The number of cats treated with radiation therapy is still limited.Surgical Therapy for Adrenal Dependent Hyperadrenocorticism
Adrenalectomy is the treatment of choice for dogs with ADH, after careful assessment of risks and benefits. Vascular infiltration, the presence of tumors >5cm and metastases are adverse prognostic factors. Metastases are observed in 6-18% of cases by radiography, ultrasound, or CT. Intraoperative and perioperative mortality is variable, but can exceed 25%; animals that survive, however, have excellent life expectancy, from 1 to over 4 years. To stabilize the dog before surgery, it is important to administer medical therapy (preferably trilostane) for 3-4weeks. Intraoperative and postoperative complications are intraperitoneal bleeding, hypoadrenocorticism, pancreatitis, and acute renal failure (Massari et al. 2011). In cats, experience is still limited.

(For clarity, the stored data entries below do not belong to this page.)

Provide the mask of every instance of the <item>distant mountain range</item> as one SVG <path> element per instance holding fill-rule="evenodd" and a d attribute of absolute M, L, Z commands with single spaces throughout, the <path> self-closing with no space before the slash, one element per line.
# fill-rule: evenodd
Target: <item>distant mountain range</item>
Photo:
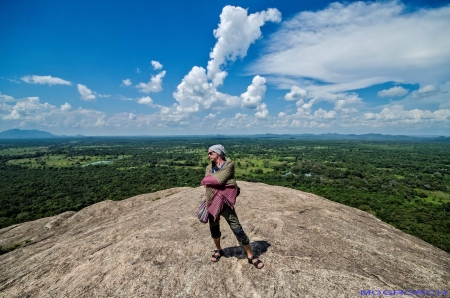
<path fill-rule="evenodd" d="M 84 138 L 86 136 L 76 135 L 76 136 L 66 136 L 66 135 L 54 135 L 47 131 L 32 129 L 32 130 L 22 130 L 22 129 L 9 129 L 0 132 L 0 139 L 49 139 L 49 138 Z M 98 136 L 101 137 L 101 136 Z M 111 136 L 104 136 L 110 137 Z M 127 138 L 126 136 L 117 136 L 118 138 Z M 145 138 L 153 136 L 129 136 L 130 138 Z M 255 134 L 255 135 L 192 135 L 192 136 L 159 136 L 158 138 L 201 138 L 201 137 L 212 137 L 212 138 L 267 138 L 267 139 L 305 139 L 305 140 L 371 140 L 371 141 L 444 141 L 450 142 L 450 137 L 445 136 L 407 136 L 407 135 L 383 135 L 383 134 L 337 134 L 337 133 L 325 133 L 325 134 Z"/>
<path fill-rule="evenodd" d="M 311 140 L 370 140 L 370 141 L 412 141 L 412 140 L 442 140 L 450 141 L 450 137 L 445 136 L 408 136 L 408 135 L 384 135 L 378 133 L 368 134 L 263 134 L 257 135 L 260 138 L 291 138 L 291 139 L 311 139 Z"/>
<path fill-rule="evenodd" d="M 57 138 L 58 136 L 47 131 L 32 129 L 9 129 L 0 132 L 0 139 L 48 139 Z"/>

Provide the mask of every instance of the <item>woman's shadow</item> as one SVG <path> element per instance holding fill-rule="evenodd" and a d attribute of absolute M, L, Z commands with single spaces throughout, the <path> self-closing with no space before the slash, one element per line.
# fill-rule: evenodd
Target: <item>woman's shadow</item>
<path fill-rule="evenodd" d="M 263 253 L 267 251 L 269 248 L 270 243 L 267 241 L 254 241 L 250 243 L 250 248 L 252 249 L 252 253 L 259 257 Z M 245 253 L 245 250 L 241 246 L 232 246 L 232 247 L 226 247 L 223 249 L 223 252 L 225 253 L 225 258 L 230 257 L 236 257 L 238 259 L 246 259 L 247 254 Z"/>

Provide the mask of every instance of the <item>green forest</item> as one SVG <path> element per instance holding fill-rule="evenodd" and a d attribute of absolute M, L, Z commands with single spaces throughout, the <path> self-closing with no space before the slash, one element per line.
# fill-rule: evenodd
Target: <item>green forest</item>
<path fill-rule="evenodd" d="M 221 143 L 238 180 L 311 192 L 450 252 L 450 143 L 295 137 L 0 140 L 0 228 L 178 186 L 199 186 Z"/>

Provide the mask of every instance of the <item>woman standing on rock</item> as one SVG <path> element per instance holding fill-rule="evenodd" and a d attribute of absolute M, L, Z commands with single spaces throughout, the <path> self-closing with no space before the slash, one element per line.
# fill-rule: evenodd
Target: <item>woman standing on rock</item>
<path fill-rule="evenodd" d="M 220 216 L 223 216 L 236 236 L 239 245 L 247 253 L 250 264 L 261 269 L 264 263 L 253 255 L 250 248 L 250 240 L 242 229 L 234 204 L 238 195 L 238 187 L 234 178 L 234 164 L 229 158 L 225 158 L 225 148 L 218 144 L 208 149 L 208 157 L 211 163 L 206 167 L 202 185 L 206 187 L 206 206 L 208 210 L 209 229 L 211 237 L 216 245 L 216 250 L 211 256 L 212 262 L 218 262 L 225 253 L 220 246 Z"/>

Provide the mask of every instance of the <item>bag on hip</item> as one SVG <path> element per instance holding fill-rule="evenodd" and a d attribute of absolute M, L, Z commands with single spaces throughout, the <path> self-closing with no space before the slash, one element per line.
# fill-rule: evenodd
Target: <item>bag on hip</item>
<path fill-rule="evenodd" d="M 206 208 L 206 200 L 198 207 L 197 211 L 198 220 L 202 223 L 208 222 L 208 209 Z"/>

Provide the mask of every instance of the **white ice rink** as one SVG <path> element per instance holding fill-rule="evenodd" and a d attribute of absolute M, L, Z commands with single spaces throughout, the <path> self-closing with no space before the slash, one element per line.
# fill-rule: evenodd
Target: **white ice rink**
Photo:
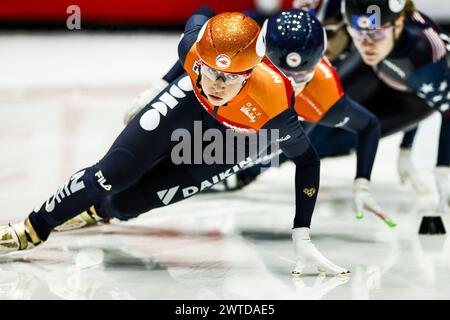
<path fill-rule="evenodd" d="M 0 34 L 0 223 L 23 219 L 122 129 L 127 104 L 176 59 L 174 33 Z M 439 116 L 420 128 L 418 197 L 396 173 L 401 136 L 383 140 L 373 194 L 398 222 L 355 219 L 355 156 L 322 162 L 312 239 L 352 271 L 294 281 L 293 166 L 243 191 L 200 195 L 136 220 L 53 234 L 0 257 L 2 299 L 449 299 L 450 240 L 418 236 L 437 200 Z M 149 146 L 151 148 L 151 146 Z M 449 217 L 443 217 L 450 229 Z"/>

Medical Therapy for Adrenal Dependent Hyperadrenocorticism
Trilostane is also effective to treat dogs with ADH, although sometimes with a slightly lower dosage than that used for PDH. Median life expectancy ranges from 12-14 months. Mitotane can be used for medical therapy of dogs with ADH, although the effective dosages are 50-100% higher compared to those used for PDH, for both the initiation phase and maintenance therapy. Median survival of dogs with ADH treated with trilostane or mitotane is comparable (Helm et al. 2011).
Other Therapies
Because HAC can lead to hypertension, it is necessary to assess whether this is present and treat it with anti-hypertensive drugs. Furthermore, HAC in dogs often causes glomerulopathy and proteinuria, which may require anti-proteinuric treatment. Dogs, and especially cats, can have concurrent diabetes mellitus. Treatment for HAC improves glycemic control in many cats, but not always in the dog. Finally, since HAC in dogs may promote a hypercoagulable state and thromboembolism, antiplatelet agents may be necessary (Park et al. 2013).